While this loss may have been bearable a few years ago when China had less than US$150 billion in foreign-exchange reserves, its current position of more than $1 trillion means that even a 1% loss as described above translates into a mind-boggling figure of $10 billion. In practice, the Chinese government loses more than that every year to keep the peace with the Americans and Europeans.
On the benefits side of the equation, China gets to keep manufacturing jobs that could otherwise be lost – albeit not to North America or Europe, but rather to other Asian economies lower down in the manufacturing value-addition scale, such as India and Vietnam. The forsaking of domestic demand for this purpose is going to look, at some stage, like an overly high price to pay. I expect that between a sudden decline in property or stock prices and continued pressure from the US administration, China will push through a staggered revaluation of its currency against the US dollar this year and next.
Financial markets are already signaling this eventuality, as the rising prices of Chinese financial companies now show. The country’s largest bank and its largest life-insurance company are, respectively, the third- and second-largest by market capitalization in the world. Behind this creditable achievement lies the expectation of foreign investors to benefit from significant currency appreciation, rather than any overt trust in the fundamentals of such companies.

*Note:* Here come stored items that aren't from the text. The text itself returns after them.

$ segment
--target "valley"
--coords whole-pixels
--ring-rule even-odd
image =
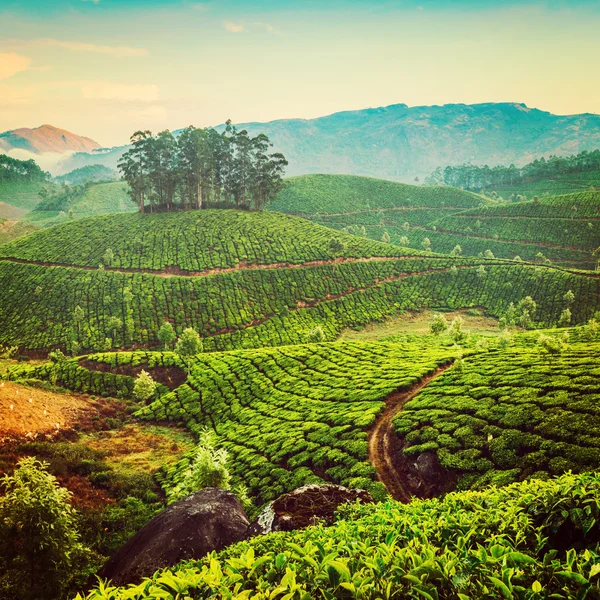
[[[0,600],[595,598],[594,171],[508,201],[270,147],[3,159]]]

Chinese banks continue to face huge challenges, ranging from their excessive deposits to their large and growing book of problem loans. Meanwhile, Chinese insurance companies face the threat of a staggeringly quick demographic decline, which, when measured against the poor returns on less risky assets in the country, implies that growth in overall income is likely overstated.
Thus the primary reason for investors to partake of such assets, at inflated prices, is the expectation that they can profit from the rise before any downturn. Investors in US or European assets can hardly complain on this front, seeing as the assets they are holding appear equally subject to overoptimistic valuations. At one stage during the emerging markets crisis of the late 1990s, the value of one US company exceeded the combined market capitalization of all emerging markets. It is the natural order of things that the boot is now on the other foot.
If the sting of a scorpion surprises a burglar, he is caught between the need to scream, risking capture, or silently bearing the pain before gingerly withdrawing into the night. Much the same logic rules the financial markets these days, where the poor returns to be had in the US markets have driven many investors to search for alternatives, even if these appear overvalued themselves.
This global epidemic of pseudo-logic will end in tears for many investors, but at least the people with the real savings have the ability to recover, which the US economy appears to lack.